The Canadian Cancer Society is recommending that people stay within existing daily limits of aspartame consumption and is encouraging more studies on the artificial sweetener after the World Health Organization deemed it “possibly carcinogenic.”
The classification “means that there’s limited evidence suggesting that it may cause cancer in humans and that additional research is needed,” said Elizabeth Holmes, director of health policy at the Canadian Cancer Society, in an interview on Friday.
Holmes said the society welcomes research proposals on aspartame and will consider funding them.
Two WHO-affiliated agencies conducted two independent reviews to assess health risks associated with consumption of aspartame, which is commonly found in diet beverages, gum and sugar-free sweet treats such as syrup or gelatin dessert.

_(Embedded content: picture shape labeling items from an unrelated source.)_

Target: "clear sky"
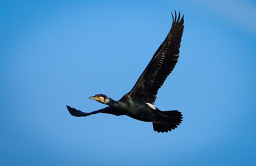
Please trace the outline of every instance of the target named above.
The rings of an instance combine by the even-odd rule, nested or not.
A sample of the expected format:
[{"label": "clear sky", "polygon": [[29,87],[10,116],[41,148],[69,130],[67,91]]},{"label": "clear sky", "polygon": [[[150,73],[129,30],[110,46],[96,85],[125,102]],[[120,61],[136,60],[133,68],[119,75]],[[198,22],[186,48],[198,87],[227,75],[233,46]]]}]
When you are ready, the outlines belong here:
[{"label": "clear sky", "polygon": [[[129,91],[185,15],[159,109],[167,133],[127,116],[71,116]],[[256,165],[256,2],[0,1],[1,165]]]}]

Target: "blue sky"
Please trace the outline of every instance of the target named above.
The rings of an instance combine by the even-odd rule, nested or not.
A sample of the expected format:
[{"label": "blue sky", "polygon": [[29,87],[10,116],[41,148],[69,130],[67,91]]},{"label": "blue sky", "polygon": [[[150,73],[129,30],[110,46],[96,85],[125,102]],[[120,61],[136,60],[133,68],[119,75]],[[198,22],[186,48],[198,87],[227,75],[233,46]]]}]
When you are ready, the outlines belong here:
[{"label": "blue sky", "polygon": [[[1,165],[255,165],[255,1],[0,2]],[[174,10],[180,58],[155,105],[181,125],[71,116],[131,90]]]}]

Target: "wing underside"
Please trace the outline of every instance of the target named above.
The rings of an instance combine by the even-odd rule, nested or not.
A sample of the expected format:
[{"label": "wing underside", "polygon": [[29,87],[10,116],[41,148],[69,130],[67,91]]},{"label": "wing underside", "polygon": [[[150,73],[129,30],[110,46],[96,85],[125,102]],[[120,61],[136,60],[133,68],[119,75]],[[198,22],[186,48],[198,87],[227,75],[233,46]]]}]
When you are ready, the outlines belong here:
[{"label": "wing underside", "polygon": [[161,87],[178,62],[179,48],[184,28],[184,16],[175,12],[172,26],[165,41],[154,55],[150,62],[127,95],[136,95],[146,102],[154,104],[158,90]]}]

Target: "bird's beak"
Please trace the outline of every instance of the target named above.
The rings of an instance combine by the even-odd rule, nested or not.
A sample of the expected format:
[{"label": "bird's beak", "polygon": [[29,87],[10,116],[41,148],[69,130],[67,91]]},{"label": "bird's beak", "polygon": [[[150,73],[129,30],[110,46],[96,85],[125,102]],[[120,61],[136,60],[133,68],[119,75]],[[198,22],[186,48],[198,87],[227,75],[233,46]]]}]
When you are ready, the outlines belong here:
[{"label": "bird's beak", "polygon": [[90,96],[90,97],[89,97],[89,99],[95,100],[98,101],[98,102],[100,102],[100,100],[101,100],[100,98],[94,97],[94,96]]}]

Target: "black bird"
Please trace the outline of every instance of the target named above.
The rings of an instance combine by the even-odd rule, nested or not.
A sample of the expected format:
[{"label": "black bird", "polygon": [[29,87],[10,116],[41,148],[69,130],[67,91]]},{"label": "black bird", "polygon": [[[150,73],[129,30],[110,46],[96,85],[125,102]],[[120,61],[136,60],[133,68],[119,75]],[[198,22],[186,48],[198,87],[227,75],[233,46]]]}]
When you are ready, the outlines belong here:
[{"label": "black bird", "polygon": [[138,120],[152,122],[154,130],[163,133],[176,128],[182,121],[181,113],[177,110],[161,111],[154,105],[158,90],[174,69],[179,56],[184,28],[184,15],[181,18],[181,14],[179,13],[177,17],[175,12],[174,18],[172,13],[172,16],[171,30],[131,91],[118,101],[102,94],[89,97],[89,99],[109,107],[91,113],[84,113],[66,106],[70,113],[77,117],[98,113],[126,115]]}]

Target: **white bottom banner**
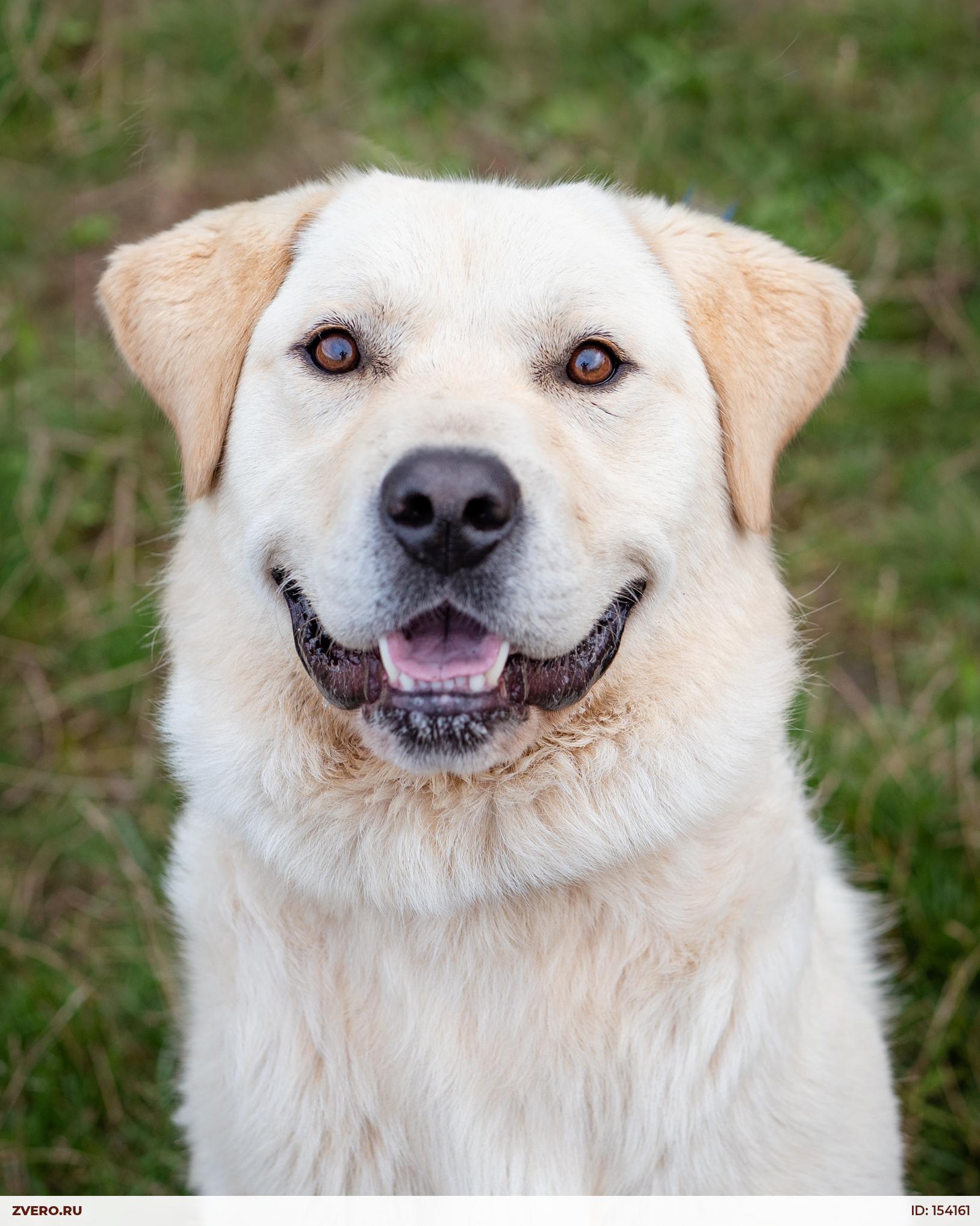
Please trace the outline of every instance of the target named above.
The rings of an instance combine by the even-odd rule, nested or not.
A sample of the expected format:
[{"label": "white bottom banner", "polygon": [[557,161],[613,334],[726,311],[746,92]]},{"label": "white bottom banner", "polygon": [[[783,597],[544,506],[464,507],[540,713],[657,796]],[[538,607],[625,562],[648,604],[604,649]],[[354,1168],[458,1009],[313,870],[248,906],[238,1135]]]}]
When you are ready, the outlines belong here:
[{"label": "white bottom banner", "polygon": [[980,1219],[980,1197],[0,1197],[0,1226],[831,1226]]}]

In reviewing available studies in both humans and animals, the International Agency for Research on Cancer (IARC) and the Food and Agriculture Organization Joint Expert Committee on Food Additives (JECFA) found limited evidence that aspartame could be associated with a type of liver cancer.But the findings could not rule out the possibility that other variables might account for the link.
Better studies, including randomized controlled trials, are needed to determine more definitively whether or not aspartame causes cancer, the study summary said.
There was “no convincing evidence” to suggest current recommendations on safely eating or drinking aspartame should be changed, it said.
Health Canada and the WHO both recommend a daily limit of 40 mg of aspartame per kilogram of body weight.
A WHO news release breaks it down: since a can of diet soda contains about 200 – 300 mg of aspartame, an adult who weighs 70 kg would need to consume more than nine to 14 cans per day to exceed that limit.
David Ma, a professor of nutritional sciences at the University of Guelph, said the daily aspartame consumption of most Canadians likely falls within that limit.
“Unfortunately, there are probably a few individuals drinking (above) that level. So those would be the ones that should be most concerned about their intake,” Ma said.
In an emailed statement, Health Canada said it will review the research and “determine whether action is needed for aspartame in Canada based on the scientific data in the full reports.”
The WHO has four classification levels for items assessed for their potential to cause cancer: carcinogenic to humans, probably carcinogenic to humans, possibly carcinogenic to humans, and not classifiable as to its carcinogenicity to humans.
Those levels are based on how strong the evidence is that something, including food, drink, chemicals and environmental hazards, is linked with cancer. The classification levels aren’t a statement about the “degree of risk” of developing cancer. The risk often varies with the amount consumed or levels of exposure. The type of cancer the food or drink is linked to also varies.
Tobacco, alcohol and processed meat are among more than 120 items currently classified as carcinogenic on the WHO’s website. There are more than 90 items listed as “probable” carcinogens, including red meat.
When it comes to “possible” carcinogens such as aspartame, more than 320 items are listed. They include many chemicals, such as chloroform and lead.
It’s important to think of substances listed as carcinogenic, probably carcinogenic or possibly carcinogenic as “hazards” rather than “risks,” Ma said.
For example, driving a car is inherently a hazard, he said. But the risk of injury is lowered by actions that we take.
“We accept that because overall, on a daily basis, millions and millions of people drive and the risk is relatively low because we put on our seat belt, we follow the rules of the road, we do not drive dangerously at high speeds,” Ma said.
Similarly, aspartame is a “hazard” but “the level of risk is low” if we don’t consume too much, he said.